- Also known as: Scottie
- Born: 1909
- Died: 1981 (aged 71–72)

= Ann Moray =

Welsh singer of Scots-Irish background

Ann Moray (1909–1981) was a Welsh singer and novelist of Scots-Irish background. She was known by the nickname Scottie during World War II, when she sang for patients in battlefield hospitals.

She developed an interest in the folklore of Ireland and Scotland. In 1965, she published a book on the topic of love stories in Celtic folklore. As a singer, she recorded Gaelic music and music inspired by Gaelic legends. Her papers have been preserved by Boston University.

==Early life==
Moray was born to Herbert Moray Burgess and Gertrude Newton. According to a 1964 article in The New York Times, Moray was of Scots-Irish background, but was raised in Wales.

While biographical information is difficult to find, according to liner notes on her recording, "The Love Songs of Robert Burns" (Spoken Arts #754), she studied music in Vienna.

==World War II activities==

During World War II, she worked with the Chaplain Corps of the United States Army. She sang unaccompanied in battlefield hospitals, where the soldiers knew her as "Scottie". Maxine Andrews told a story about a soldier who was afraid he was near death, who asked Moray to sing "Abide With Me" at his funeral. Moray assured him that he was not going to die anytime soon, but promised to sing. That night the soldier did die, and "two days later, Ann Moray stood in the rain next to his freshly dug grave on the beachhead at Anzio and sang."
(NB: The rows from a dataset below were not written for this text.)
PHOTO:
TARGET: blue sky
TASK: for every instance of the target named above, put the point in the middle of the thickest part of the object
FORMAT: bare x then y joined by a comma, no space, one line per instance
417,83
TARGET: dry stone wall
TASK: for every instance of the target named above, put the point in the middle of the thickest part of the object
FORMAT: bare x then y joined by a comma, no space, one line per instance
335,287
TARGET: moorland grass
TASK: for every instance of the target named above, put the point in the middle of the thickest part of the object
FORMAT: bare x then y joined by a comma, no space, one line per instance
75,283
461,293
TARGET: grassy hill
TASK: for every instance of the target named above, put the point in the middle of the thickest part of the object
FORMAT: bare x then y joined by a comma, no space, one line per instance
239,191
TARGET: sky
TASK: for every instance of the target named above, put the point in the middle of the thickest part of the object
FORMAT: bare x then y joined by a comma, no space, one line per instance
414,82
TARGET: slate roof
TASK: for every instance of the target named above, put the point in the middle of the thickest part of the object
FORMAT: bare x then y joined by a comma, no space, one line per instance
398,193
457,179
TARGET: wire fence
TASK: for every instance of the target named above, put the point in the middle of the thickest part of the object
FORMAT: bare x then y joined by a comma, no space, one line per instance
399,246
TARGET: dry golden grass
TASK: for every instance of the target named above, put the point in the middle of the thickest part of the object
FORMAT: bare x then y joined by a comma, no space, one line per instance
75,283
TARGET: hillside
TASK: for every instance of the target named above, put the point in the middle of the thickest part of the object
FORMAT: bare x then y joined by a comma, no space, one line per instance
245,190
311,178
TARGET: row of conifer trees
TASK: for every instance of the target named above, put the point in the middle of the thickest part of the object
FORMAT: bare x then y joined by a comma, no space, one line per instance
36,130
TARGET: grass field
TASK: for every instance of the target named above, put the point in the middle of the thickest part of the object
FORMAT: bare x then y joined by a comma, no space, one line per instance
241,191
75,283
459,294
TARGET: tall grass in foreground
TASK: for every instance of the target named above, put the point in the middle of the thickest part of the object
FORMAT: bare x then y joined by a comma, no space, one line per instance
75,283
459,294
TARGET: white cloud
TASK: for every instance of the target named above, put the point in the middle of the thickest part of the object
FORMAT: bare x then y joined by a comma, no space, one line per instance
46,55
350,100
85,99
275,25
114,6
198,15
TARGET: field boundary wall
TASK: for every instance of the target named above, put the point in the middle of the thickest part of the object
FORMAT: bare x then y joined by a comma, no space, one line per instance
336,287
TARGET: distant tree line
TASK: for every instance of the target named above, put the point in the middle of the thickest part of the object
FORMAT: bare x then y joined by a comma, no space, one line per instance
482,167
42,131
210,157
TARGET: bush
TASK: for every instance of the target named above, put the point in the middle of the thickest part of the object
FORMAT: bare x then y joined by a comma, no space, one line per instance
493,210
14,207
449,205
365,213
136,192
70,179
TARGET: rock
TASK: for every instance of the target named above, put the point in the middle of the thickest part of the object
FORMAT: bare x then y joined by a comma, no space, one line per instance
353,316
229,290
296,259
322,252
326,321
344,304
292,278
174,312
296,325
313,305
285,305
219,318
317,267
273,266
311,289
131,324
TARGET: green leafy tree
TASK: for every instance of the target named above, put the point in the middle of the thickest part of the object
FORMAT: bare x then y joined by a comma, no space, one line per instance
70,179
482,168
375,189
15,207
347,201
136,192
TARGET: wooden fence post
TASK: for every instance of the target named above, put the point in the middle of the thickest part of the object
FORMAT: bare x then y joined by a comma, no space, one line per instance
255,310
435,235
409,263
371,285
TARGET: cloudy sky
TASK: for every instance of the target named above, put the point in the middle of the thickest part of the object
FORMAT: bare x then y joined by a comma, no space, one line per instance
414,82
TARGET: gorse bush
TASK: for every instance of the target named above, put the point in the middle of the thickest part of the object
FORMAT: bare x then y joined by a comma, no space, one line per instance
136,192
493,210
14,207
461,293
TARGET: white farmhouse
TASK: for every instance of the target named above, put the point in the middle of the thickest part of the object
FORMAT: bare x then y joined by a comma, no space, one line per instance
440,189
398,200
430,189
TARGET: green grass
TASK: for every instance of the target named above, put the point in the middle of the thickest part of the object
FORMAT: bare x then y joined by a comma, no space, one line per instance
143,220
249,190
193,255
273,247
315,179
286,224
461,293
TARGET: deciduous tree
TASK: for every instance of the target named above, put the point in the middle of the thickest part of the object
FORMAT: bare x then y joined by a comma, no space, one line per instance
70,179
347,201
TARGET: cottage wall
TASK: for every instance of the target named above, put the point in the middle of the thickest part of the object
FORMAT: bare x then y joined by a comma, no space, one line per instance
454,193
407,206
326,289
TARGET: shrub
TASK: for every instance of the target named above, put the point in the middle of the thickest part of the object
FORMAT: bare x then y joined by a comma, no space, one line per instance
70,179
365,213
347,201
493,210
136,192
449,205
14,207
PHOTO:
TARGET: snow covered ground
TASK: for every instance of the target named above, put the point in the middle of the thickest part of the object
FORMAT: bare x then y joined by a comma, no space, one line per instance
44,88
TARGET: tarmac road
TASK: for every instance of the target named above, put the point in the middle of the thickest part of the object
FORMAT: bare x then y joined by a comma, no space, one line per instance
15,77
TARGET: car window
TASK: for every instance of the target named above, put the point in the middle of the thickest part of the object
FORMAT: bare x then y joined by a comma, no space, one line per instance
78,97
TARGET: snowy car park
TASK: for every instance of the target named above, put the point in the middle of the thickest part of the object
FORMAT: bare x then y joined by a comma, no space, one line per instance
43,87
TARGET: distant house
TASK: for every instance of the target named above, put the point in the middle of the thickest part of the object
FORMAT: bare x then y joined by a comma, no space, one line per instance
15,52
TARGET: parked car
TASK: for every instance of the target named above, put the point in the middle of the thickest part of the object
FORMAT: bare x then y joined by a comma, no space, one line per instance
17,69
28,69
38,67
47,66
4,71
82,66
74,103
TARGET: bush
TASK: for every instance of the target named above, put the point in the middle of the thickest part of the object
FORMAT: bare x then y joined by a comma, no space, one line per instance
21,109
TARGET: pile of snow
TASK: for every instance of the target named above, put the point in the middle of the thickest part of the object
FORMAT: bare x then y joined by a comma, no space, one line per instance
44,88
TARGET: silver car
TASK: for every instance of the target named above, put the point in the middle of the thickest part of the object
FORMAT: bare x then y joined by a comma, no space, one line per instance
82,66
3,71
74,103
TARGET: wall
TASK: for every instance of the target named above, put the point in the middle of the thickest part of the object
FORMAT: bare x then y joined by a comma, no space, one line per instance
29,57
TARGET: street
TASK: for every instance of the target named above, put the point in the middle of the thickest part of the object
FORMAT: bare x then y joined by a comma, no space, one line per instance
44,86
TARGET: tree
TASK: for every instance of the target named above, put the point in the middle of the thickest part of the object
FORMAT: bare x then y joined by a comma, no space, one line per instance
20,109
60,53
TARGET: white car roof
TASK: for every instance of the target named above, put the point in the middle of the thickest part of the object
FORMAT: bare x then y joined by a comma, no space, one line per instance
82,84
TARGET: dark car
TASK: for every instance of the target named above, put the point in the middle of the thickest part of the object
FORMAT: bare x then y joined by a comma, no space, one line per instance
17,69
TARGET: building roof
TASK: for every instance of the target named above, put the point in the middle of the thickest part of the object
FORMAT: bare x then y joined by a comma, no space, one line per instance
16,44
Moray recounted when a field hospital physician had cautioned her against informing a soldier that he had been blinded. This soldier asked her to sing "Smilin' Through" from a 1941 motion picture. The song contains repeated references to "eyes of blue," and the soldier asked her if his eyes "are blue" or "were blue." Moray answered, "were".

==Post-war period==

After World War II, she continued to study music, and in 1952 gave her first recital at the Town Hall in New York City. She developed a serious interest in the folklore of her homeland, and at a town hall recital in 1954, devoted the second half of the program to songs and legends of Ireland and the Outer Hebrides (Western Isles).

Later in life Ann Moray turned to writing, and is the author of three published novels and a book of short stories. Moray's papers are in the Howard Gotleib Archival Research Center at Boston University.

==Marriage==

In 1947, Moray married Juan Antonio López de Ceballos y Elizando, a Venezuelan diplomat, in Mexico.

==Selected works==
===Periodicals===
- "Christ Child's Lullaby"—story—Mademoiselle, December 1964, vol. 60, pp. 110–11.
- "Celtic Heritage in Ireland"—Horizon, Spring 1965, vol. 7, pp. 32–39.
- "Tom Tinker Ellis"—story—Mademoiselle, December 1967, vol. 66, pp. 100–01.
- "Magic Mask"—story—Redbook, December 1971, vol. 138, pp. 71–73.

===Books===
- Rising of the Lark, 1964.
- A Fair Stream of Silver: Love Tales from Celtic Lore Collected and Retold by Ann Moray. New York: William Morrow and Co., 1965.
- Gervase. New York: William Morrow and Co., 1970.
- Dawn Falcon: A Novel of Ancient Egypt. New York: William Morrow and Co., 1974.

===Recordings===
- Gaelic Songs and Legends. Spoken Arts #745 (phonorecord 331/3).
- The Love Songs of Robert Burns. Spoken Arts No. 754 (phonorecord 331/3).